Diuretic effect develops about one hour after oral administration, reaching its maximum after 2-3 hours and remaining till 18 hours, which facilitates the therapy tolerance due to absence of very frequent urination during first hours after oral administration that limits the patients’ activity.
Torasemide reduces systolic and diastolic blood pressure in “lying” and “standing” position.
The use of thoracemide is the most reasonable choice for long-term therapy.

Indications
-Oedematous syndrome of various genesis, including chronic heart failure, liver, lung and kidney diseases;
-arterial hypertension.

Contraindications
-Hypersensitivity to thorasemide or to any of the drug components;
-allergy to sulfonamides (sulfonamide antimicrobials or sulfonylurea preparations);
-renal insufficiency with anuria;
-hepatic coma and precoma;
-refractory hypokalemia;
-refractory hyponatremia;
-Hypovolemia (with or without arterial hypotension) or dehydration;
-Severe urinary outflow disorders of any etiology (including unilateral urinary tract involvement);
-glycoside intoxication;
-acute glomerulonephritis;
-sinoatrial and atrioventricular block of degree II-III;
-decompensated aortic and mitral stenosis;
-hypertrophic obstructive cardiomyopathy;
-Elevated central venous pressure (over 10 mm Hg);
-arrhythmia;
-chronic renal failure with increasing azotemia;
-hyperuricemia;
-Age less than 18 years (safety and efficacy not established);
-Pregnancy;
Breast-feeding period;
-Simultaneous use of aminoglycosides and cephalosporins;
-Lactose intolerance, lactase deficiency or glucose-galactose malabsorption.

Dosage and administration

  • Inside, once a day, without chewing, with plenty of water.
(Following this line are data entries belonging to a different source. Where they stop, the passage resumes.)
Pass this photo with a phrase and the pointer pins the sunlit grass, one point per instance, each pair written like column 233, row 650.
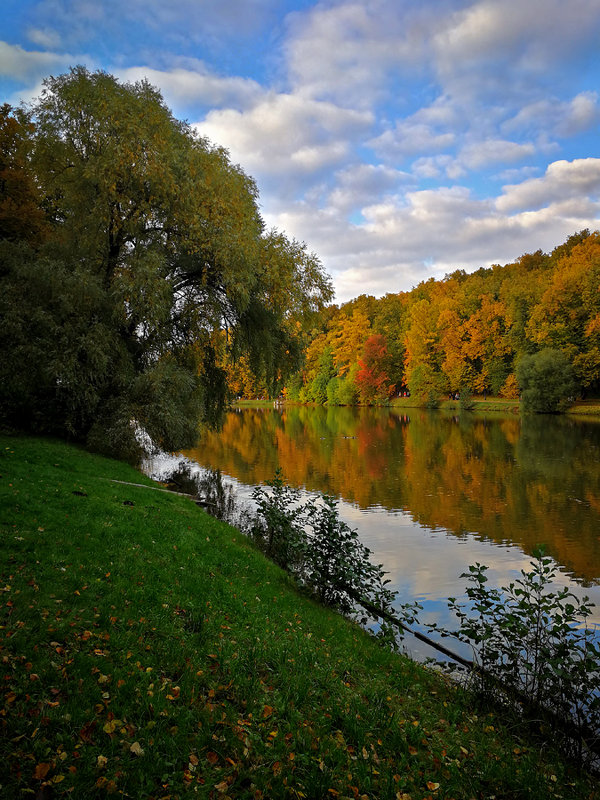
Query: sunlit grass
column 149, row 651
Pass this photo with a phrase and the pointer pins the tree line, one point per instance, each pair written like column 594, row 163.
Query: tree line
column 133, row 260
column 530, row 327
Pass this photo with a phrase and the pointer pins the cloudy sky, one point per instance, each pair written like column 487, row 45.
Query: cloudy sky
column 399, row 139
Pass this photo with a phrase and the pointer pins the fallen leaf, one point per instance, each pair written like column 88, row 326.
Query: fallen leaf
column 41, row 771
column 137, row 749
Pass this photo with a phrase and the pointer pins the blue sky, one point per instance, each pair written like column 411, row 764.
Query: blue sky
column 399, row 139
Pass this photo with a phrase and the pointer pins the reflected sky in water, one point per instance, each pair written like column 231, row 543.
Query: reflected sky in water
column 431, row 494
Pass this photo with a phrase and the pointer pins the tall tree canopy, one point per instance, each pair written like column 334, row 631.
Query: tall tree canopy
column 155, row 244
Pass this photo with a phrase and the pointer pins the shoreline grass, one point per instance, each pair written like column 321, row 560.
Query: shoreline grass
column 589, row 408
column 150, row 651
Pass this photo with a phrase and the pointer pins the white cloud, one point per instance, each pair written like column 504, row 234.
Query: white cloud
column 29, row 65
column 561, row 118
column 345, row 51
column 411, row 138
column 411, row 236
column 46, row 37
column 506, row 46
column 285, row 136
column 361, row 184
column 480, row 155
column 563, row 180
column 197, row 86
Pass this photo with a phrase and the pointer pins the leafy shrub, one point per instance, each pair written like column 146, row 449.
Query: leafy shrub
column 465, row 400
column 277, row 527
column 547, row 381
column 531, row 643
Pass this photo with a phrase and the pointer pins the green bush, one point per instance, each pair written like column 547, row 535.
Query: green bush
column 532, row 646
column 547, row 382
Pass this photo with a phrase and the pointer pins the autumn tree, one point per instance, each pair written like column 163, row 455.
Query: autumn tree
column 372, row 378
column 156, row 242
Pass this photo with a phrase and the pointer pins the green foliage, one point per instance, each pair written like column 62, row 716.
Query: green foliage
column 317, row 391
column 154, row 242
column 149, row 650
column 425, row 384
column 322, row 552
column 465, row 400
column 532, row 644
column 277, row 527
column 547, row 381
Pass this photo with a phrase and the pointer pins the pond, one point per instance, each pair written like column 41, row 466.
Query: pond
column 431, row 493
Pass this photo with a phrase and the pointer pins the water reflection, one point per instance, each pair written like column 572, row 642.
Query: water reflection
column 431, row 494
column 510, row 481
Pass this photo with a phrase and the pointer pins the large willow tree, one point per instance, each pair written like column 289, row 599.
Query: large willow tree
column 153, row 243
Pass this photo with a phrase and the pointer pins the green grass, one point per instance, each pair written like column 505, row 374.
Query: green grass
column 149, row 651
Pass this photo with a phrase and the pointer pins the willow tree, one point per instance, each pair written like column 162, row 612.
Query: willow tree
column 156, row 242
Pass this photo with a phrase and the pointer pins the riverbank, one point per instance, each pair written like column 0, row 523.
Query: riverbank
column 590, row 408
column 149, row 651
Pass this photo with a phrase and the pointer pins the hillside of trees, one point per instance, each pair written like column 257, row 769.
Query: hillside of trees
column 467, row 332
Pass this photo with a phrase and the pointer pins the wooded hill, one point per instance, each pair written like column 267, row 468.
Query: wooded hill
column 466, row 332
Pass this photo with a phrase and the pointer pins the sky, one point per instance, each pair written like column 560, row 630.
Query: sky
column 400, row 139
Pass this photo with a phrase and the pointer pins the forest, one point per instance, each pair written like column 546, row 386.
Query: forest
column 467, row 332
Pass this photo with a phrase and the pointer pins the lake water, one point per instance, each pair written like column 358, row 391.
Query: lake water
column 431, row 493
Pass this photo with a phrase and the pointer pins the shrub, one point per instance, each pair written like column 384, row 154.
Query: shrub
column 531, row 643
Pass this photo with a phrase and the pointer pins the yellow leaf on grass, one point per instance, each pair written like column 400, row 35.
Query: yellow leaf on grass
column 137, row 749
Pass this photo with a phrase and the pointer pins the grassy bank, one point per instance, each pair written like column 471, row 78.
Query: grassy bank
column 149, row 651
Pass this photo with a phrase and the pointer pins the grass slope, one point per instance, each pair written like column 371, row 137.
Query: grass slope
column 149, row 651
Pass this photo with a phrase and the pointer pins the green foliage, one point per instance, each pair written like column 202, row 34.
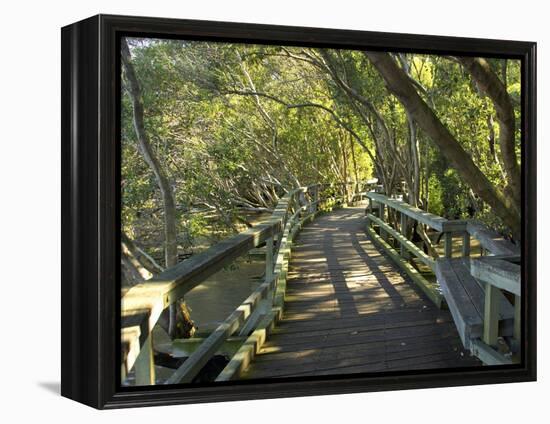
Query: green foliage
column 228, row 152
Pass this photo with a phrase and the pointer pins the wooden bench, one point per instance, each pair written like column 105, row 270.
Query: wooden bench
column 465, row 297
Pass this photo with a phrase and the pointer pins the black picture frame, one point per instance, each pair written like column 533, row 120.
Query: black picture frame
column 90, row 209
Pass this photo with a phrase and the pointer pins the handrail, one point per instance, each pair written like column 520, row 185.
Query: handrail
column 492, row 241
column 498, row 272
column 143, row 304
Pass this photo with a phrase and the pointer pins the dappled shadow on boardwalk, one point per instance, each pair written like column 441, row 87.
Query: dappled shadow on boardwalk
column 348, row 309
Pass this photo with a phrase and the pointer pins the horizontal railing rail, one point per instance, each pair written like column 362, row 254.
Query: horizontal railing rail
column 143, row 304
column 498, row 270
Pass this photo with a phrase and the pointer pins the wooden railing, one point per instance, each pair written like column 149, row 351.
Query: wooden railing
column 496, row 268
column 404, row 214
column 143, row 304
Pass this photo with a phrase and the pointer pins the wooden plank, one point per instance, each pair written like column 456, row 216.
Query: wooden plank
column 433, row 221
column 405, row 243
column 379, row 312
column 448, row 244
column 488, row 355
column 491, row 240
column 430, row 289
column 467, row 318
column 192, row 366
column 498, row 272
column 490, row 319
column 245, row 355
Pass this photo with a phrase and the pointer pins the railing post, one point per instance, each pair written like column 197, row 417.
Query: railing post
column 517, row 318
column 144, row 366
column 315, row 198
column 381, row 216
column 269, row 258
column 465, row 244
column 490, row 319
column 404, row 233
column 449, row 244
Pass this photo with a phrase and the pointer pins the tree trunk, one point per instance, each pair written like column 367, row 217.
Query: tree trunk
column 400, row 85
column 170, row 230
column 490, row 84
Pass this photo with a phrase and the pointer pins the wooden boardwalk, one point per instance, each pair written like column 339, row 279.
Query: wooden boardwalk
column 348, row 309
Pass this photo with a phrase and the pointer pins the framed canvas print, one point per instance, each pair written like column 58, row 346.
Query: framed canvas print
column 255, row 211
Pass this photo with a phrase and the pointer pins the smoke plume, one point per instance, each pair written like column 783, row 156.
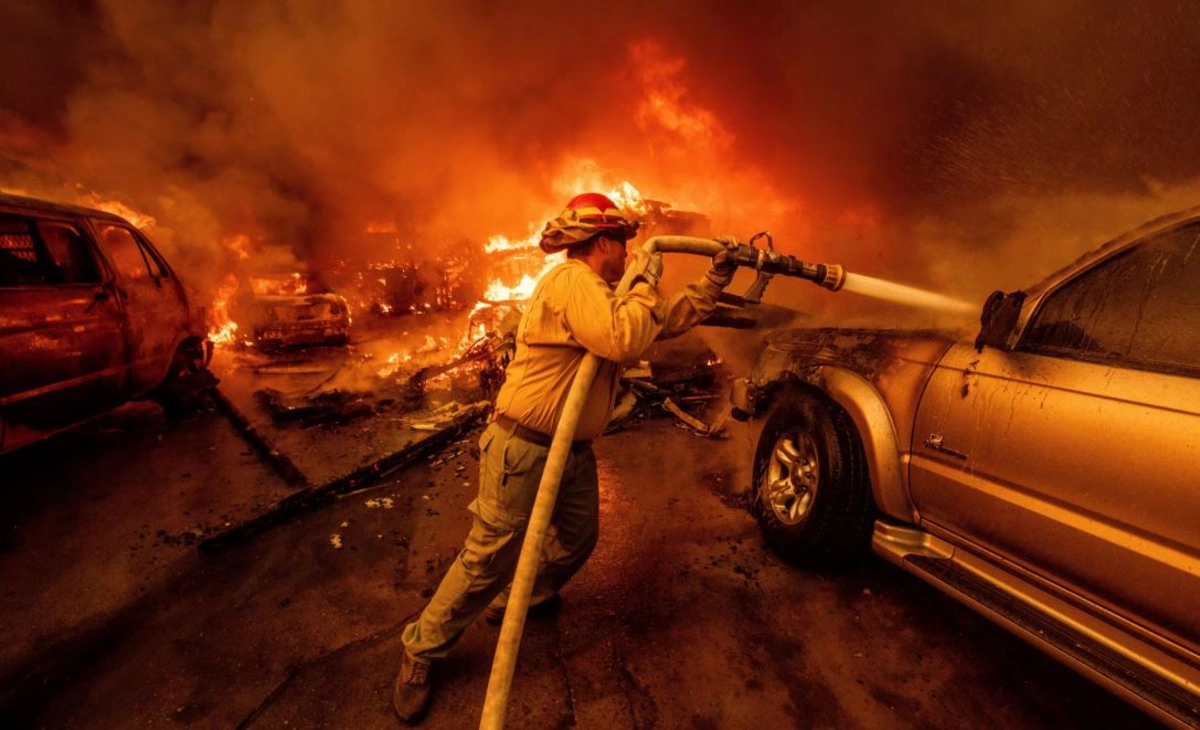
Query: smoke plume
column 959, row 145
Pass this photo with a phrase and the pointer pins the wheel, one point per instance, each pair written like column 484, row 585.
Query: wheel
column 813, row 496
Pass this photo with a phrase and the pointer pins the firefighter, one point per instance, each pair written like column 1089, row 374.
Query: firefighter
column 573, row 311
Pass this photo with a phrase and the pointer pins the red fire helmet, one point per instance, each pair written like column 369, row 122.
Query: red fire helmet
column 587, row 215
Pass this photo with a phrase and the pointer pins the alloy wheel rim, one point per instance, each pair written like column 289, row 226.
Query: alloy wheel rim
column 793, row 476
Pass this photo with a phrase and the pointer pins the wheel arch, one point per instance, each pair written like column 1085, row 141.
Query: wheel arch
column 876, row 430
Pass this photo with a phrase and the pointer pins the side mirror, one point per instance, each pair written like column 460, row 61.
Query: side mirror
column 999, row 319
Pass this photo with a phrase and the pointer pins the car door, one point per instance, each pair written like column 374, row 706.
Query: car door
column 61, row 333
column 154, row 300
column 1077, row 454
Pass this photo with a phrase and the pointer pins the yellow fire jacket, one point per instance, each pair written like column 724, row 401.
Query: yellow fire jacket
column 571, row 312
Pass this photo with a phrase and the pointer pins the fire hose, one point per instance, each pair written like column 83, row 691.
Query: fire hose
column 767, row 262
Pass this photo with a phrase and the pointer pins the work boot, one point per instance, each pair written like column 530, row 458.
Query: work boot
column 411, row 695
column 495, row 615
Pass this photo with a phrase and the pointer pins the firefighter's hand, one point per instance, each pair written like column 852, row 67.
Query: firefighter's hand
column 652, row 273
column 723, row 269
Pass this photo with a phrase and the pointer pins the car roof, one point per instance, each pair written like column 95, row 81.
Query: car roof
column 1091, row 258
column 11, row 202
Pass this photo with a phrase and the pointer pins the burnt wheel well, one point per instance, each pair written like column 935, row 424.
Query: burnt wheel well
column 785, row 387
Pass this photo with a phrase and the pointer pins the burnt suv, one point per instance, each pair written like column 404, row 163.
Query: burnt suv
column 90, row 316
column 1045, row 472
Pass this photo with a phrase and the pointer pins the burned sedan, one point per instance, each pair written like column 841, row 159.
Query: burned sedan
column 286, row 310
column 1044, row 472
column 90, row 316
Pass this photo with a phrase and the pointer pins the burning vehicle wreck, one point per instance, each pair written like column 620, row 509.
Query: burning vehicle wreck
column 1042, row 472
column 289, row 310
column 91, row 316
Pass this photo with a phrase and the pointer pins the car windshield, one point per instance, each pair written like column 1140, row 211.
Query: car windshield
column 285, row 285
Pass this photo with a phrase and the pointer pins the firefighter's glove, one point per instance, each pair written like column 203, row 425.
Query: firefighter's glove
column 724, row 267
column 651, row 265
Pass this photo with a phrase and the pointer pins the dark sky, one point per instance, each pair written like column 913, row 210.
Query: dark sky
column 300, row 123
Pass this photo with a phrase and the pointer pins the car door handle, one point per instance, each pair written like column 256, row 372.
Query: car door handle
column 936, row 442
column 101, row 295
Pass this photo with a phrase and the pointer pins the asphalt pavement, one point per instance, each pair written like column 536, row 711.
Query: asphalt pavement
column 111, row 617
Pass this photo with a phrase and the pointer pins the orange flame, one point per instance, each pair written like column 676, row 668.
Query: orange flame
column 222, row 330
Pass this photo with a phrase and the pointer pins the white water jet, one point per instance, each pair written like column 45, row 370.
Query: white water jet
column 879, row 288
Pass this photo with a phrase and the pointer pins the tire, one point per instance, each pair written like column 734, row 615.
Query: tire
column 811, row 491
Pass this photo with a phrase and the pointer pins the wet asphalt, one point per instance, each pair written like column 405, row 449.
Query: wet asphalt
column 682, row 618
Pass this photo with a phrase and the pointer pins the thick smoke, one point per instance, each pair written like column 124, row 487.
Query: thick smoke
column 959, row 145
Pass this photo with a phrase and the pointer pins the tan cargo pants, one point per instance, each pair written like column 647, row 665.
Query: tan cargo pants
column 509, row 472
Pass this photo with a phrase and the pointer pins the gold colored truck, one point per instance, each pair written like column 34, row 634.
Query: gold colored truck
column 1045, row 472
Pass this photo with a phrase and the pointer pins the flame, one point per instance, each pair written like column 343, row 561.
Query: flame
column 239, row 244
column 581, row 175
column 222, row 329
column 382, row 227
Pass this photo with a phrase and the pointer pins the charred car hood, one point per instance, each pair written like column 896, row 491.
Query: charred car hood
column 868, row 352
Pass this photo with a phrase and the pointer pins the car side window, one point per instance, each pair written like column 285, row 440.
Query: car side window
column 125, row 252
column 70, row 252
column 157, row 268
column 23, row 261
column 1140, row 309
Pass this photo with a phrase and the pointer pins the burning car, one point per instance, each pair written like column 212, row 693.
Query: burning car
column 1044, row 472
column 91, row 316
column 293, row 309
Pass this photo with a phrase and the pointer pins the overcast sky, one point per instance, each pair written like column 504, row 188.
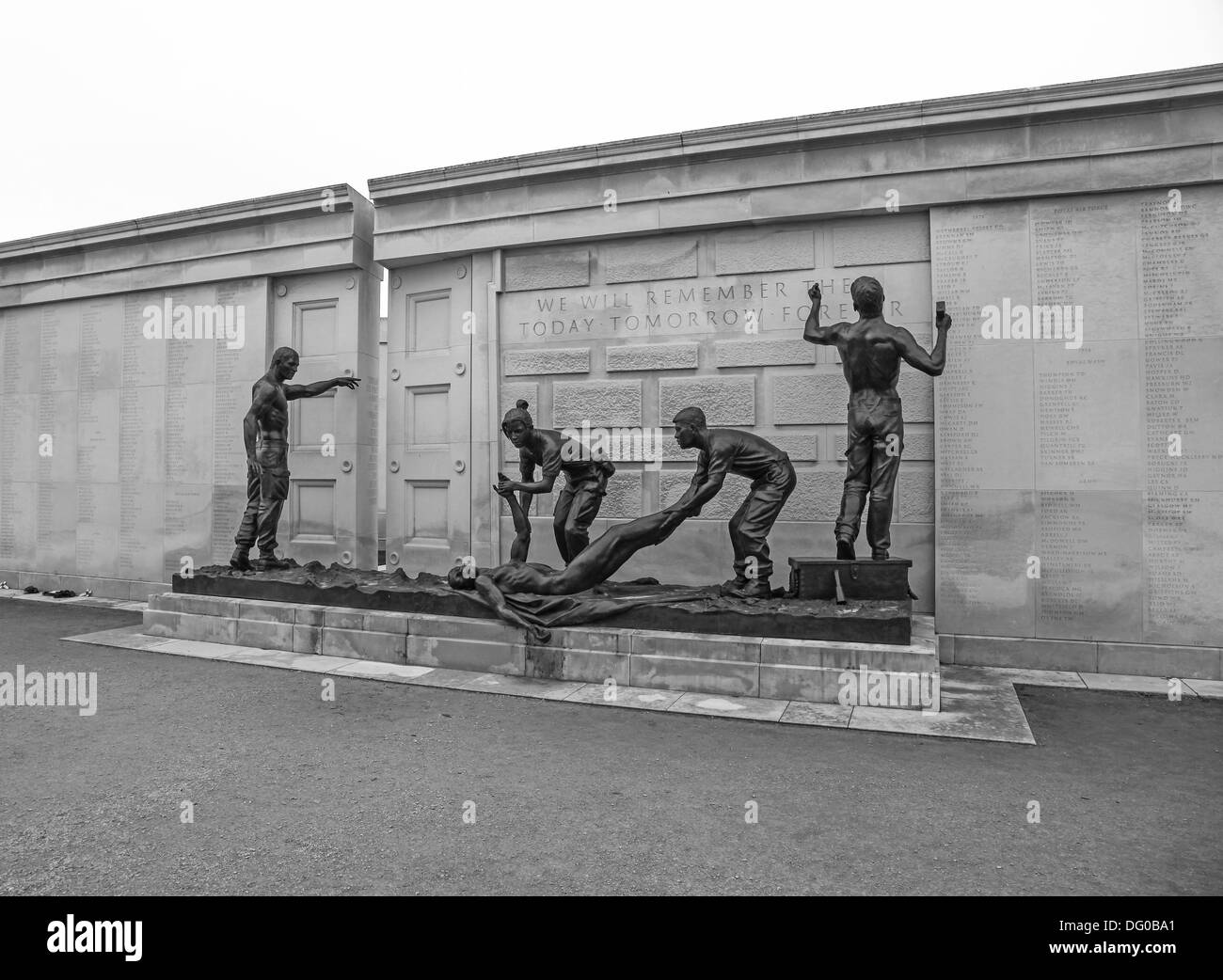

The tablets may be taken at any convenient time, regardless of meals.
  • Oedema syndrome in chronic heart failure
    The usual starting dose is 10-20 mg once a day. If necessary, the dose may be doubled until the desired effect is obtained.
  • Edema syndrome in kidney disease
    The usual starting dose is 20 mg once a day. If necessary, the dose may be doubled until the desired effect is achieved.
  • Oedema syndrome in liver disease
    The usual starting dose is 5-10 mg once daily. If necessary, the dose may be doubled until the desired effect is obtained.
  • Maximum single dose is 40 mg, it is not recommended to exceed it (no experience of use).
  • The drug is used for a long period or until the edema disappears.
  • Arterial hypertension
    The initial dose is 2.5 mg (1/2 tablet of 5 mg) once a day. If there is no therapeutic effect within 4 weeks, the dose is increased to 5 mg once daily. In the absence of adequate reduction of blood pressure when administered in a dose of 5 mg once daily for 4-6 weeks, the dose is increased to 10 mg once daily. If the 10 mg dose does not give the desired effect, a hypotensive drug of another group should be added to the treatment regimen.
  • No dose adjustment is required in elderly patients.